The Power of Combining Vectors and Loops
Though you can work with vectors and loops alone, they were truly designed to be used together. A combination of vectors and loops can save you incredible amounts of time when performing certain types of repetitive transformations. Consider the characteristics of vectors and loops. A vector lets you reference a set of related variables using a single name and an index. The index can be a variable or a mathematical expression involving one or more variables. A loop repeatedly performs a set of commands, incrementing a loop variable after each cycle. What would happen if a statement inside of a loop referenced a vector using the loop variable as the index? During each cycle, the loop variable increases by 1. So during each cycle, the vector would refer to a different variable. If you correctly design the upper and lower limits of your loop, you could use a loop to perform a transformation on every element of a vector.

For an example, let’s say that you conducted a reaction-time study where research participants observed strings of letters on the screen and judged whether they composed a real word or not. In your study, you had a total of 200 trials in several experimental conditions. You want to analyze your data with an ANOVA to see if the reaction time varies by condition, but you find that the
data has a right skew (which is common). To use ANOVA, you will need to transform the data so that it has a normal distribution, which involves taking the logarithm of the response time on each trial. In terms of your data set, what you need is a set of 200 new variables whose values are equal to the logarithms of the 200 response time variables. Without using vectors or loops, you would need to write 200 individual transformation statements to create each log variable from the corresponding response time variable. Using vectors and loops, however, we can do the same work with the following simple program. The program assumes that the original response time variables are rt001 to rt200, and the desired log variables will be lrt001 to lrt200.

vector Rtvector = rt001 to rt200.
vector Lvector = lrt001 to lrt200.
loop #item = 1 to 200.
+ compute Lvector(#item) = log(Rtvector(#item)).
end loop.

The first two statements set up a pair of vectors, one to represent the original response time variables and one to represent the transformed variables. The third statement creates a loop with 200 cycles. Each cycle of the loop corresponds to a trial in the experiment. The fourth line actually performs the desired transformation. During each cycle it takes one variable from Lvector and sets it equal to the log of the corresponding variable in Rtvector. The fifth
line simply ends the loop. By the time this program completes, it will have created 200 new variables holding the log values that you desire.

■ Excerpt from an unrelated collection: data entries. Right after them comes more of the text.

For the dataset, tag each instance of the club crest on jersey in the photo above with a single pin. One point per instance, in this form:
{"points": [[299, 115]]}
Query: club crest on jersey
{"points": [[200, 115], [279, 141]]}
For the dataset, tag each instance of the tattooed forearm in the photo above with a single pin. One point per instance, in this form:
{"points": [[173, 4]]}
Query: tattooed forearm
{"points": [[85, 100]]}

In addition to greatly reducing the number of programming lines, there are other advantages to performing transformations using vectors and loops. If you need to make a change to the transformation you only need to change a single statement. If you write separate transformations for each variable, you must change every single statement anytime you want to change the specifics of the transformation. It is also much easier to read programs that use loops than programs with large numbers of transformation statements. The loops naturally group together transformations that are all of the same type, whereas with a list you must examine each individual transformation to find out what it does.